1 files changed, 383 insertions, 0 deletions
diff --git a/lib/tools/doc/src/xref_chapter.xml b/lib/tools/doc/src/xref_chapter.xml
new file mode 100644
index 0000000000..39c5545af9
--- /dev/null
+++ b/lib/tools/doc/src/xref_chapter.xml
@@ -0,0 +1,383 @@
+<?xml version="1.0" encoding="latin1" ?>
+<!DOCTYPE chapter SYSTEM "chapter.dtd">
+
+<chapter>
+  <header>
+    <copyright>
+      <year>2000</year><year>2009</year>
+      <holder>Ericsson AB. All Rights Reserved.</holder>
+    </copyright>
+    <legalnotice>
+      The contents of this file are subject to the Erlang Public License,
+      Version 1.1, (the "License"); you may not use this file except in
+      compliance with the License. You should have received a copy of the
+      Erlang Public License along with this software. If not, it can be
+      retrieved online at http://www.erlang.org/.
+    
+      Software distributed under the License is distributed on an "AS IS"
+      basis, WITHOUT WARRANTY OF ANY KIND, either express or implied. See
+      the License for the specific language governing rights and limitations
+      under the License.
+    
+    </legalnotice>
+
+    <title>Xref - The Cross Reference Tool</title>
+    <prepared>Hans Bolinder</prepared>
+    <responsible>nobody</responsible>
+    <docno></docno>
+    <approved>nobody</approved>
+    <checked>no</checked>
+    <date>2000-08-18</date>
+    <rev>PA1</rev>
+    <file>xref_chapter.xml</file>
+  </header>
+  <p>Xref is a cross reference tool that can be used for
+    finding dependencies between functions, modules, applications
+    and releases. It does so by analyzing the defined functions
+    and the function calls.
+    </p>
+  <p>In order to make Xref easy to use, there are predefined
+    analyses that perform some common tasks. Typically, a module
+    or a release can be checked for calls to undefined functions.

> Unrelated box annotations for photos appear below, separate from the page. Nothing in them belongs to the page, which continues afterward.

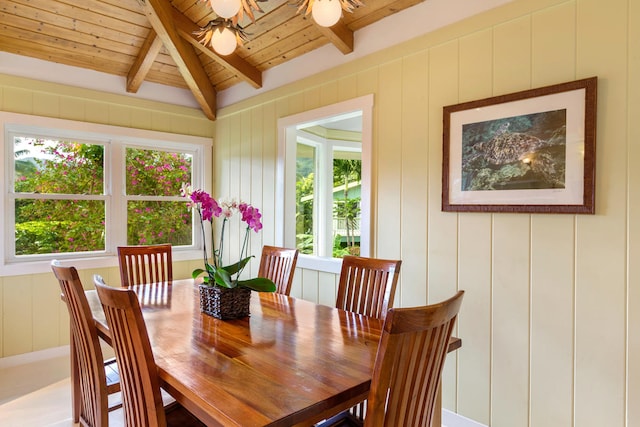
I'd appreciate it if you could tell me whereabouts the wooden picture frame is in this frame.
[442,77,598,214]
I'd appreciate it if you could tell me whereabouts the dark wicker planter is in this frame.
[200,285,251,320]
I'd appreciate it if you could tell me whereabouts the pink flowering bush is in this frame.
[180,185,276,292]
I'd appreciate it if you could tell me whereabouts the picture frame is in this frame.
[442,77,598,214]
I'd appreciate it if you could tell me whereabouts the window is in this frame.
[0,114,211,273]
[276,95,373,270]
[296,132,362,258]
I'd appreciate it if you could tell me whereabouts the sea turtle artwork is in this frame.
[462,110,566,191]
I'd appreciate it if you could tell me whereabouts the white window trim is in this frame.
[275,94,373,273]
[0,112,213,277]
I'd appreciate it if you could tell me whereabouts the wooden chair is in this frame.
[258,246,299,295]
[336,255,402,421]
[118,243,173,288]
[321,291,464,427]
[94,275,204,427]
[51,260,122,427]
[336,255,402,319]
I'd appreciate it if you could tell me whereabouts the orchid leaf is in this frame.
[213,268,238,288]
[222,255,253,275]
[238,277,276,292]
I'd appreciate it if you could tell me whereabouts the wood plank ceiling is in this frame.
[0,0,423,120]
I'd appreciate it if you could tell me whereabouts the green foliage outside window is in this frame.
[14,138,192,255]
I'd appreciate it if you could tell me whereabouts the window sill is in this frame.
[0,250,202,277]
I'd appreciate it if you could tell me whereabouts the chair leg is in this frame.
[69,333,80,424]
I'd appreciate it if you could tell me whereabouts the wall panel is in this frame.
[395,52,429,307]
[0,0,640,427]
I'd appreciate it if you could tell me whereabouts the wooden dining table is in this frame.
[87,279,460,426]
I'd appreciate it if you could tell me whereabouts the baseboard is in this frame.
[0,345,69,369]
[442,409,487,427]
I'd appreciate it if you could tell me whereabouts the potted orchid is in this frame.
[181,186,276,319]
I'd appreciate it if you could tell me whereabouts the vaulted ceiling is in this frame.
[0,0,422,120]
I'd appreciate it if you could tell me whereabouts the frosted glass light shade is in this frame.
[209,0,240,19]
[211,27,238,55]
[311,0,342,27]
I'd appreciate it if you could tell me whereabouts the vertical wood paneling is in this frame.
[32,274,60,351]
[247,106,262,277]
[531,215,575,427]
[301,270,320,301]
[456,25,494,425]
[491,214,531,426]
[458,214,492,425]
[314,272,338,307]
[458,30,494,102]
[372,61,404,259]
[424,41,460,409]
[625,2,640,427]
[493,16,531,95]
[531,1,576,87]
[0,278,7,357]
[427,41,460,304]
[575,0,624,426]
[491,16,531,426]
[5,0,640,427]
[240,108,252,279]
[2,276,34,357]
[261,102,281,245]
[395,52,429,307]
[354,68,380,256]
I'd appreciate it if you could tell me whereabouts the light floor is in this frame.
[0,349,129,427]
[0,350,460,427]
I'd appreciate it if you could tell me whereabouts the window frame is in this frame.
[275,94,373,273]
[0,112,213,276]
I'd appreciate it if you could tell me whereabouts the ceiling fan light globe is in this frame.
[211,27,238,55]
[209,0,241,19]
[311,0,342,27]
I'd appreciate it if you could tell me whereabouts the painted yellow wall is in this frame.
[0,0,640,427]
[214,0,640,427]
[0,74,215,357]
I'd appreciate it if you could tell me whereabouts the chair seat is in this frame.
[109,390,206,427]
[316,410,364,427]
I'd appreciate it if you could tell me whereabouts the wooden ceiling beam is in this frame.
[312,19,353,55]
[127,28,162,93]
[138,0,216,120]
[172,8,262,89]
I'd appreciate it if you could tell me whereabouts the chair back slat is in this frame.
[258,245,299,295]
[365,291,464,427]
[94,275,166,427]
[336,256,402,319]
[118,243,173,288]
[51,261,109,427]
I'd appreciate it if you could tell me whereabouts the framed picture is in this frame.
[442,77,598,214]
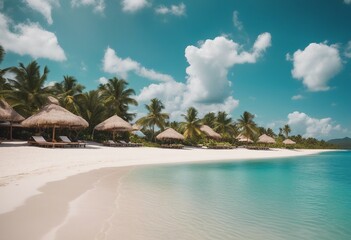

+    For the somewhat more advanced user there is a small, but
+    rather flexible, language that can be used for selecting parts
+    of the analyzed system and for doing some simple graph
+    analyses on selected calls.
+    </p>
+  <p>The following sections show some features of Xref, beginning
+    with a module check and a predefined analysis. Then follow
+    examples that can be skipped on the first reading; not all of
+    the concepts used are explained, and it is assumed that the
+    <seealso marker="xref">reference manual</seealso> has been at
+    least skimmed.
+    </p>
+
+  <section>
+    <title>Module Check</title>
+    <p>Assume we want to check the following module:
+      </p>
+    <pre>
+    -module(my_module).
+
+    -export([t/1]).
+
+    t(A) ->
+      my_module:t2(A).
+
+    t2(_) ->
+      true.    </pre>
+    <p>Cross reference data are read from BEAM files, so the first
+      step when checking an edited module is to compile it:
+      </p>
+    <pre>
+    1> <input>c(my_module, debug_info).</input>
+    ./my_module.erl:10: Warning: function t2/1 is unused
+    {ok, my_module}    </pre>
+    <p>The <c>debug_info</c> option ensures that the BEAM file
+      contains debug information, which makes it possible to find
+      unused local functions.
+      </p>
+    <p>The module can now be checked for calls to <seealso marker="xref#deprecated_function">deprecated functions</seealso>, calls to <seealso marker="xref#undefined_function">undefined functions</seealso>,
+      and for unused local functions:
+      </p>
+    <pre>
+    2> <input>xref:m(my_module)</input>
+    [{deprecated,[]},
+     {undefined,[{{my_module,t,1},{my_module,t2,1}}]},
+     {unused,[{my_module,t2,1}]}]    </pre>
+    <p><c>m/1</c> is also suitable for checking that the
+      BEAM file of a module that is about to be loaded into a
+      running a system does not call any undefined functions. In
+      either case, the code path of the code server (see the module
+      <c>code</c>) is used for finding modules that export externally
+      called functions not exported by the checked module itself, so
+      called <seealso marker="xref#library_module">library modules</seealso>.
+      </p>
+  </section>
+
+  <section>
+    <title>Predefined Analysis</title>
+    <p>In the last example the module to analyze was given as an
+      argument to <c>m/1</c>, and the code path was (implicitly)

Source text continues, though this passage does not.